Diyalektik kavramı, (Türkçe’de yeni söyleyişi ile Eytişim diyoruz) başlangıçta tartışma sanatı, ya da çelişkili yollardan muhataplarını ikna etme sanatı anlamında temel bir şekilde kullanıldı. Karşıt düşüncelerin aytışarak tartışarak, bir akıl yürütme sağlamak için yapılan fiildi. Diyalektik ve paralelindeki Sokratik yöntem, neredeyse insanlık tarihi kadar yaşlıdır. Bir tür tartışma ve düşünme sanatı olarak diyalektik Antik Çağ'a dayanır. Değişimin ve hareketin sürekliliği düşüncesi bu aşamada diyalektik olarak ifade edilmiş. Başlarda daha temel alınan bir şekille bir fikirden olumlu ve olumsuz bütün düşünceleri çıkarma yöntemi olarak tanımlanmaktaydı.
Platoncu anlayışta fikirler, gerçek anlamına geldiklerinden diyalektik fikirlerin diyalektiğidir.
Bugün incelediğimizde İlk Çağ filozoflarının birbirine zıt yönlerde de olsa diyalektikçi olduklarını kolaylıkla görebiliriz. Sokrates’te ve Sofistler’de de diyalektiğin kullanıldığı felsefe tarihinin bulguları arasındadır. Aristotales, diyalektiğin babası olarak Heraklitos’u değil Elealı Zenon’u gösterir.
Diyalektiğin tarihi Hegel’e uzandığında, filozofların filozofu Hegel, diyalektiği tam bir felsefe çalışması ile ortaya koyar. Bir yöntem olarak içerimleri kuramsal bir açıklamayla ortaya konulur. Mutlak Fikir'in tez-antitez-sentez diyalektik üçlü hareketiyle gerçekleşmesi ve bunun bu şekilde anlaşılması yöntemi olarak değerlendirilir. Hegel birçok konuda olduğu gibi bu konuda da diğer tüm filozofları hatta dünyayı peşinden sürükleyen yapıyı ortaya koyar. Düşüncenin hareketinden sezinlediği diyalektiği, evrenin hareketine yöneltir; çünkü Hegel evreni ‘maddeleş bir fikir’ olarak görmüştür. En önemli cümleleri bu noktada Hegel’e düşünce ve varlığı özdeş kabul etmesi ile bütün düşüncenin ve varlığın gelişim süreci olarak diyalektiği yani yeni Türkçe deyişimiz ile eytişimi işaret eder.

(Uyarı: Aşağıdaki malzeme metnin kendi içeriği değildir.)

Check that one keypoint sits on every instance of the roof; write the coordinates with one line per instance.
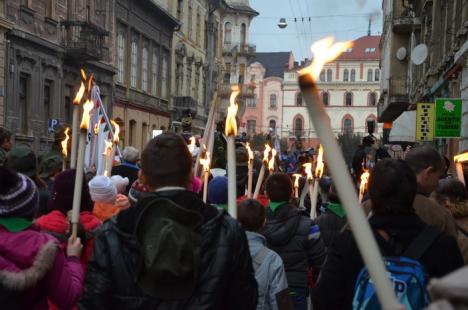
(364, 48)
(275, 63)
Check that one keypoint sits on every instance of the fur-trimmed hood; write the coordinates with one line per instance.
(25, 258)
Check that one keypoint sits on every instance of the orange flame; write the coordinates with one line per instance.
(266, 153)
(64, 143)
(116, 138)
(205, 162)
(87, 107)
(231, 123)
(324, 50)
(308, 171)
(460, 158)
(319, 167)
(271, 163)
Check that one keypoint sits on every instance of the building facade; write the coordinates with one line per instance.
(440, 29)
(142, 58)
(46, 45)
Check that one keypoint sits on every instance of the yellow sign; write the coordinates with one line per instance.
(425, 121)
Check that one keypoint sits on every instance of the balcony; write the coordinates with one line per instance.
(83, 40)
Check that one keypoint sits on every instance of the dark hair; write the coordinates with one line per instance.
(423, 157)
(452, 189)
(279, 187)
(251, 214)
(392, 187)
(166, 161)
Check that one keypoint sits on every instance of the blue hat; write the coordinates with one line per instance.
(217, 190)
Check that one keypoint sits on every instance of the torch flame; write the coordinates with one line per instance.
(271, 163)
(266, 153)
(65, 143)
(205, 162)
(296, 176)
(249, 150)
(87, 107)
(319, 167)
(308, 171)
(116, 138)
(324, 50)
(231, 123)
(460, 158)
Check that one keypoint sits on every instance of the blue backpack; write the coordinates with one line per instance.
(406, 273)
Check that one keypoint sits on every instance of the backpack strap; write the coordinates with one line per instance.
(421, 243)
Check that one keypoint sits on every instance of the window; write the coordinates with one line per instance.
(134, 64)
(227, 33)
(154, 74)
(326, 98)
(144, 69)
(299, 99)
(372, 99)
(273, 101)
(120, 57)
(353, 75)
(164, 77)
(369, 75)
(348, 99)
(251, 126)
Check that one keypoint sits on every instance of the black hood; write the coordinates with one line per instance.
(281, 225)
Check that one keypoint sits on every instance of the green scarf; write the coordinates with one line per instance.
(336, 208)
(276, 204)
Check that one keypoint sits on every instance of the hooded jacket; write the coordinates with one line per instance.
(32, 264)
(296, 239)
(226, 279)
(335, 287)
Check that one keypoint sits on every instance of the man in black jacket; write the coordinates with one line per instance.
(171, 251)
(294, 237)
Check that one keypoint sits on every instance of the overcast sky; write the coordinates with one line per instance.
(345, 19)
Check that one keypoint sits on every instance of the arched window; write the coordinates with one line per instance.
(347, 124)
(299, 99)
(372, 99)
(377, 74)
(369, 75)
(273, 101)
(227, 33)
(348, 99)
(326, 98)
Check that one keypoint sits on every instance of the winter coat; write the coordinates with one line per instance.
(335, 288)
(270, 274)
(226, 279)
(33, 264)
(58, 225)
(296, 239)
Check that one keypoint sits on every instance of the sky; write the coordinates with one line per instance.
(344, 19)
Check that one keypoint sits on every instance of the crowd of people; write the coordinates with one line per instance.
(147, 240)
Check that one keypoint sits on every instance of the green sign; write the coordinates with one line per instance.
(448, 118)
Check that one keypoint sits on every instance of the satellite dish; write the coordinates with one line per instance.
(401, 53)
(419, 54)
(282, 23)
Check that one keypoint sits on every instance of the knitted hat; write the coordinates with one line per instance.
(18, 195)
(102, 189)
(119, 183)
(217, 190)
(61, 197)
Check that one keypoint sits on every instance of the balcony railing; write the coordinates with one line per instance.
(83, 40)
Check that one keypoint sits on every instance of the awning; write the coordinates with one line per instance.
(404, 128)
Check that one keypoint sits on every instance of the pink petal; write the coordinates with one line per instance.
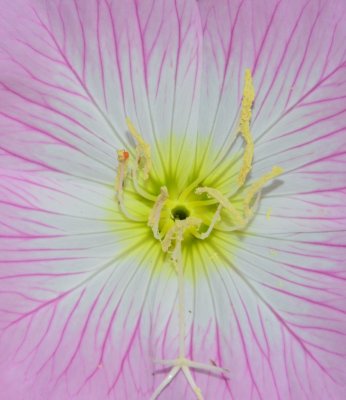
(72, 71)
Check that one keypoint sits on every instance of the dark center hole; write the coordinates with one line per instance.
(180, 212)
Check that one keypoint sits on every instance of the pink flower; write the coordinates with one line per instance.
(205, 259)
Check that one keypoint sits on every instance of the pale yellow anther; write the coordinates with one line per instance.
(244, 127)
(214, 193)
(155, 215)
(257, 186)
(143, 151)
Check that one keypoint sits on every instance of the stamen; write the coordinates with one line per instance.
(244, 127)
(123, 159)
(122, 171)
(143, 151)
(155, 215)
(223, 201)
(256, 186)
(216, 218)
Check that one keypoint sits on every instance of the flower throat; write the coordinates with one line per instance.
(194, 213)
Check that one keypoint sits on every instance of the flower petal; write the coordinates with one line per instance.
(296, 53)
(72, 71)
(75, 293)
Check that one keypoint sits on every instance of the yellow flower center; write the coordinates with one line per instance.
(180, 213)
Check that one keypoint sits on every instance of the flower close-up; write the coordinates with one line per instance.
(172, 200)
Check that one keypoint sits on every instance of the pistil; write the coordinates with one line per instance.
(179, 220)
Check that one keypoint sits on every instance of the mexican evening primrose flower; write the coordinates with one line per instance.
(172, 199)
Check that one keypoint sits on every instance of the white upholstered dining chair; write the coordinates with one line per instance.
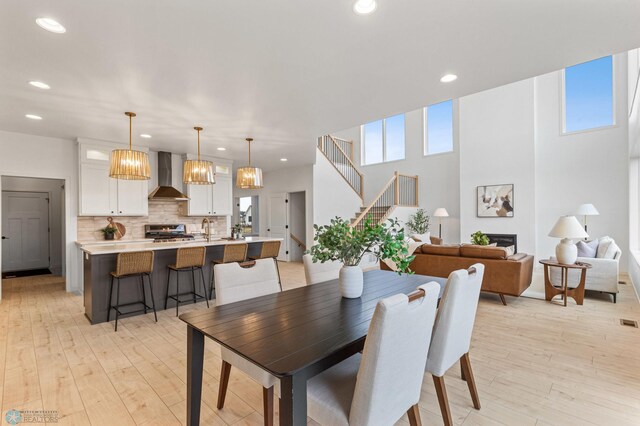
(379, 386)
(235, 283)
(452, 333)
(320, 272)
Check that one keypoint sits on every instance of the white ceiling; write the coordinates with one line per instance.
(282, 71)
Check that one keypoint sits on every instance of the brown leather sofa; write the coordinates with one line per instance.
(504, 275)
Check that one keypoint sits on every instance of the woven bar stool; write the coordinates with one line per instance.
(128, 265)
(232, 253)
(270, 249)
(187, 259)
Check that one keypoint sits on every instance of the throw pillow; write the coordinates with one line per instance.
(425, 238)
(611, 251)
(587, 249)
(603, 245)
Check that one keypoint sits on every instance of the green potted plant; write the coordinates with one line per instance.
(479, 238)
(418, 223)
(338, 241)
(109, 232)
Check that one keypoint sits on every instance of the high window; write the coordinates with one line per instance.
(588, 95)
(438, 125)
(383, 140)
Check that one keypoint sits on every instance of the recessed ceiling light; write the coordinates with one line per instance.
(40, 85)
(51, 25)
(448, 78)
(364, 7)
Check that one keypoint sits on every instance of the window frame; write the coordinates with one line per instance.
(425, 130)
(563, 101)
(363, 157)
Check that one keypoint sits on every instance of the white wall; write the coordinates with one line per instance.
(438, 175)
(584, 167)
(297, 224)
(512, 134)
(293, 179)
(42, 157)
(497, 147)
(332, 195)
(56, 213)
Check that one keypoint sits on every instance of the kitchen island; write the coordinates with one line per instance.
(99, 260)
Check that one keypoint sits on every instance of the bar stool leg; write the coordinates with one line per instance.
(166, 297)
(110, 299)
(193, 284)
(211, 285)
(177, 291)
(117, 303)
(144, 295)
(278, 270)
(204, 287)
(153, 302)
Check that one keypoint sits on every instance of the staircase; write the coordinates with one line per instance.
(400, 190)
(339, 152)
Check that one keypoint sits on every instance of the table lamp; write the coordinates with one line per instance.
(587, 210)
(440, 213)
(567, 227)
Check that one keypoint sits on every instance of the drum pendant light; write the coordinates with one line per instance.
(198, 172)
(128, 164)
(249, 177)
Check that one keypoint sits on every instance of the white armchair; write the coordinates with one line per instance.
(602, 276)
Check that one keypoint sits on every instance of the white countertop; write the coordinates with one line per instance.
(95, 248)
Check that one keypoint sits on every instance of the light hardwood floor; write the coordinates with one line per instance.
(535, 363)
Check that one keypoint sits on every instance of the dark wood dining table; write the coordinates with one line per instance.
(294, 334)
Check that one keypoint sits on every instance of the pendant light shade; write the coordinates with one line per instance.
(249, 177)
(198, 172)
(128, 164)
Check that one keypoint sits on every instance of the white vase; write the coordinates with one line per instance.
(351, 281)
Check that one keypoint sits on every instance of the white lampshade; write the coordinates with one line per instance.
(441, 212)
(587, 210)
(568, 227)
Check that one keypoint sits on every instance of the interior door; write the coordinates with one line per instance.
(278, 225)
(25, 231)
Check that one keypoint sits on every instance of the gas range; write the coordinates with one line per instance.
(167, 233)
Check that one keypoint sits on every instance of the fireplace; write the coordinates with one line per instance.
(504, 240)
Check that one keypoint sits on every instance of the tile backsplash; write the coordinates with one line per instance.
(159, 212)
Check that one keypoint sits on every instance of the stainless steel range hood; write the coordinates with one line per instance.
(165, 191)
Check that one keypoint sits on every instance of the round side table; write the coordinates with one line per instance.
(551, 290)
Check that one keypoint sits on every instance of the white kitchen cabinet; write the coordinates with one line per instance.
(222, 196)
(200, 200)
(101, 195)
(210, 200)
(133, 197)
(97, 191)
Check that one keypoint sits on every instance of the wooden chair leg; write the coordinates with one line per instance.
(224, 383)
(414, 416)
(267, 403)
(465, 362)
(441, 391)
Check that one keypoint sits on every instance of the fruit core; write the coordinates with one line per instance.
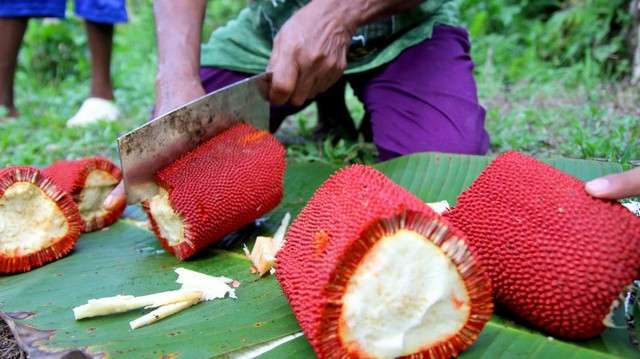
(97, 187)
(29, 220)
(406, 295)
(168, 221)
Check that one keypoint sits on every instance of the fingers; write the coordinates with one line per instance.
(616, 186)
(116, 198)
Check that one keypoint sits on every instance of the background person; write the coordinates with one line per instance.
(100, 17)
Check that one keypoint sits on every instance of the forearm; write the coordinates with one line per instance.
(178, 29)
(359, 12)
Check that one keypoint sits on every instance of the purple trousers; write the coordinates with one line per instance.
(425, 100)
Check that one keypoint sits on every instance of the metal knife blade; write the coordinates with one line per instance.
(158, 143)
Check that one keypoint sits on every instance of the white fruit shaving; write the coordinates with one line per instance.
(440, 207)
(263, 254)
(196, 287)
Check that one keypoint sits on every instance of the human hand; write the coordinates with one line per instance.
(616, 186)
(309, 53)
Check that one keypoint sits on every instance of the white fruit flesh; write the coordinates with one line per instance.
(405, 296)
(97, 187)
(170, 223)
(29, 220)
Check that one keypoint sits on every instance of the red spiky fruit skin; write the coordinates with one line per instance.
(221, 186)
(557, 257)
(16, 263)
(70, 176)
(327, 235)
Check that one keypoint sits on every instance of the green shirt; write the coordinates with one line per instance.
(244, 44)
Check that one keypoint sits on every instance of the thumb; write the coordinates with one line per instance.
(616, 186)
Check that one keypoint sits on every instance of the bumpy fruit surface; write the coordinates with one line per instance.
(219, 187)
(558, 258)
(39, 223)
(89, 181)
(372, 271)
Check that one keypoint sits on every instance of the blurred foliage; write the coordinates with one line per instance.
(57, 50)
(520, 34)
(548, 72)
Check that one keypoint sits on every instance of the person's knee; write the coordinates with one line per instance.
(398, 132)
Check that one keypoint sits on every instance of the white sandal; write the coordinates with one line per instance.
(94, 109)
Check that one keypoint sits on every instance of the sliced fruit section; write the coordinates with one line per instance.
(558, 258)
(219, 187)
(372, 271)
(39, 223)
(89, 181)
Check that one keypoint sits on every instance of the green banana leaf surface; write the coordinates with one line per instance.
(126, 259)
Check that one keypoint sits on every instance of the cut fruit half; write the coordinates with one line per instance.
(89, 181)
(219, 187)
(39, 223)
(558, 258)
(415, 290)
(372, 271)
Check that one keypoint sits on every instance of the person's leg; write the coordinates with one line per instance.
(100, 38)
(425, 100)
(214, 78)
(12, 30)
(100, 17)
(14, 16)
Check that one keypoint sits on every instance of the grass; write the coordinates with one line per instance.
(569, 111)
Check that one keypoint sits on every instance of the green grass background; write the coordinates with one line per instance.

Marx ise bu düşünüş sürecini ters çevirir, Hegel’in takip ettiği yolu takip ederek maddeci bir temelde değerlendirme yapar. Diyalektikte hareket başlangıç noktasından itibaren, karşıtlık kavramıyla bağlantılı olarak açıklar. Marks maddenin hareketinin diyalektik iç çelişkilerinin ürünü olduğunu söyler. Düşüncenin diyalektiği de bu noktada maddenin hareketinin bilince yansıması olarak değerlendirilir. Marks ve Engels ile diyalektik artık tamamen neredeyse bugünkü anlamına kavuşur. Bunun en doğru ve akılcı tarifini Engels vermiştir. Ona göre diyalektik, 'dış dünyada ve insan düşüncesindeki hareketin genel yasalarını inceleyen bilimdir.'
Bu tarif diyalektiğin bilinen en yeni yapısıdır ve hâlâ geçerlidir.